2 Brothers on the 4th Floor is a Dutch musical group created in 1990 by brothers Martin and Bobby Boer. The group has had success in many countries around the world, including their native Netherlands, the United States and the United Kingdom. Besides Martin and Bobby Boer, other members of the club music project include Dutch singer Li-Ann and Masta, while among past ones there were Des'ray and D-Rock.

== History ==
=== Early career: 1990–1991 ===
The Boer brothers had already been experimenting with music in a small bedroom when they finally gained note in 1990, when their single Can't Help Myself was picked up by Dutch radio stations and became an international hit. The brothers then brought together rapper Da Smooth Baron MC and singers Peggy "The Duchess" and Gale Robinson to form their stage act.

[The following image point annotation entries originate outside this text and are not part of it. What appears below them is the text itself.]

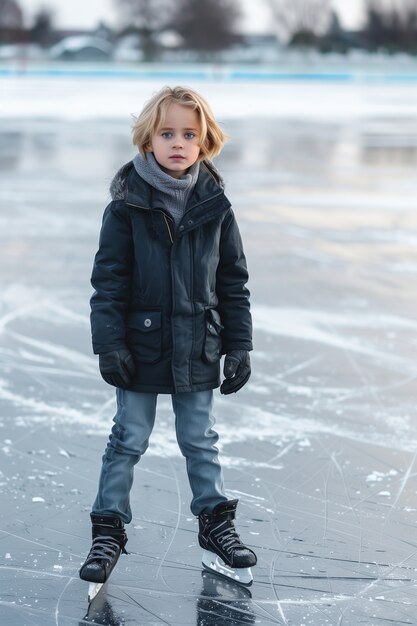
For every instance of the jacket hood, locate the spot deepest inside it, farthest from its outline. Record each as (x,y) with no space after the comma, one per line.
(119,184)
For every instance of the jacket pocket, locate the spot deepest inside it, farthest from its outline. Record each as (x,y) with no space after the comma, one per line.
(212,348)
(144,335)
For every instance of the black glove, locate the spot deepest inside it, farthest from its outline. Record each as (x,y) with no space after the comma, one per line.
(117,367)
(236,370)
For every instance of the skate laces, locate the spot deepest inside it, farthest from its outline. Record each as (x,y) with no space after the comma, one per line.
(105,547)
(227,536)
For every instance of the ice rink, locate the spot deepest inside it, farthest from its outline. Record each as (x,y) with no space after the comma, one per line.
(320,446)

The release of their next single, Turn Da Music Up, was somewhat less successful, but helped the band to gain name recognition.

2 Brothers on the 4th Floor made two hit singles together before separating. Martin Boer moved into a new professional studio and started making remixes under the name Dancability Productions, making remixes for artists such as Becky Bell, Twenty 4 Seven and Luv' (for their Megamix '93), while Bobby Boer designed record covers and CD inlays for other artists.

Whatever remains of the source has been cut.